Erasmus | Greece, Russia and religious diplomacy

Between Greece and Russia, faith and diplomacy connect in curious ways

Between Greece and Russia, the diplomatic and spiritual overlap

By ERASMUS

ON THE face of things, the last few days have been a time of flourishing Greco-Russian amity, rooted in a common Orthodox Christian faith. As the ceremonial high point of Vladimir Putin’s visit to Greece, one of the few European Union members where he can count on a warm welcome, the Russian leader paid a visit to the ancient monastic polity of Mount Athos. He was received with pomp and ceremony not only by the leaders of the peninsula’s 20 monasteries but by Greece’s worldly head of state, President Prokopis Pavlopoulos. “Today as we resurrect the values of patriotism, historical memory and traditional culture, we hope for a strengthening of relations with Mount Athos,” Mr Putin declared.

But as any historian of that part of the world can tell you, having a common creed and a common reverence for the same holy places and rites doesn’t always make for smooth diplomatic relations. Nations of the same faith can compete as well as co-operate. A good example of this is the events that unfolded just over a century ago in the huge Russian monastery of St Panteleimon which was part of the presidential itinerary at Mt Athos.

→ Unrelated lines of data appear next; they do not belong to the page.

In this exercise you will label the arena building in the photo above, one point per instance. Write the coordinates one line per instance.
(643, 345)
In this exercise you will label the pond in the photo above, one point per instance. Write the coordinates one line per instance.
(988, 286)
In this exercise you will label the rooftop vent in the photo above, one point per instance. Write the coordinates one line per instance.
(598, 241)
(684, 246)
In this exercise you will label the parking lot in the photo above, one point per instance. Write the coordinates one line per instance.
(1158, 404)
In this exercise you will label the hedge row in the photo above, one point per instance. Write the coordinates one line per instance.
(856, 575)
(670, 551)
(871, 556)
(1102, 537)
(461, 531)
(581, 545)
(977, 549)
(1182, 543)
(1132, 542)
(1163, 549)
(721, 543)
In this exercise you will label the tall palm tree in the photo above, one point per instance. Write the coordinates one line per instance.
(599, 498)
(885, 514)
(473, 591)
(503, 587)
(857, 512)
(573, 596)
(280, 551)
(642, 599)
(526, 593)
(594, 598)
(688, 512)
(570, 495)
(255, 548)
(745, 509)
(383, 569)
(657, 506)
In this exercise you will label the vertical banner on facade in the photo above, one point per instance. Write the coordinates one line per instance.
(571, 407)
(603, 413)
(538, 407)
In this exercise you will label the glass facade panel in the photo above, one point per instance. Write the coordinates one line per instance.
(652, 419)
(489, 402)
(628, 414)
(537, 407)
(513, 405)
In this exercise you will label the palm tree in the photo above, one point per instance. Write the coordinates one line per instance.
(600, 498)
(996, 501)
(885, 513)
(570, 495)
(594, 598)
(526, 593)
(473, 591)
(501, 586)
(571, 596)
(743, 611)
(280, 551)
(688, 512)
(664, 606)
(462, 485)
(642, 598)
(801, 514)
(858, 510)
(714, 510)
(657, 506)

In the summer of 1913, the tsarist navy made an extraordinary intervention in the affairs of the monastic peninsula and deported about 800 Russian monks, from St Panteleimon and elsewhere, as punishment for being on the losing side of a raging theological argument. (Roughly speaking, it was over whether the words like God and Jesus are holy in themselves, or only because of the divine realities they denote. Humble monks, and a few quite sophisticated ones, felt that the latter view denied the spiritual experiences they had when repeating the name of Jesus; but they lost out.)

Although this theological dispute was mainly confined to the vast Russian contingent on the holy mountain, it unfolded against the background of intense geopolitical competition over the future of Mount Athos.

In November 1912, as part of the first Balkan war which largely drove the Ottoman empire out of Europe, Mount Athos was taken over by the army of Greece, which assumed that the peninsula would simply become Hellenic sovereign territory. But the tsar had a different idea: the peninsula could become a protectorate administered by six Orthodox powers, in which Russia would predominate. Part of the tsar’s argument was that Russian monks, thanks to a huge influx in the late 19th century, were the largest contingent on Mount Athos.

Why, then, did the tsar’s forces weaken their own diplomatic case by taking away hundreds of Russian monastics? The best guess is that the entire monastic peninsula was on the verge of veering out of control because of the theological dispute which had been gathering pace for several years; and there were fears in St Petersburg that Greece might use the chaotic situation as an excuse to expel all Russians from the monastic polity. By sending in the navy, the tsar was signalling that if anybody was going to settle disputes on Athos, it would be Russia.

After the Russian Revolution in 1917, Greek worries about a Slavic takeover of Mount Athos subsided. With Russia under atheist control, the flow of Russian novices to the ancient community came to an abrupt end. By the time communism fell in 1991, only a handful of elderly Slavs remained. But since the end of communism, the Greek authorities, both worldly and ecclesiastical, have remained extremely wary of letting too many non-Greeks settle on Mount Athos; and they insist that all residents of the community must accept Greek citizenship.

So in the vastness of St Panteleimon’s, which was home to about 2,000 Russian monks at the turn of the 20th century, there are now only about 70 Russian and Ukrainian monastics, doing their best to maintain the sprawling premises and its cultural treasures, including precious manuscripts and early printed books. That is one the places that Mr Putin has just visited, with cameras banned for that part of his tour. He professes strong feelings about Russia’s religious heritage; he was once seen to shed tears while visiting a tsarist-era pilgrims’ compound in Jerusalem. But if he has any thoughts about restaffing St Panteleimon’s with his compatriots in order to regain its former glory, his Greek friends will start to worry.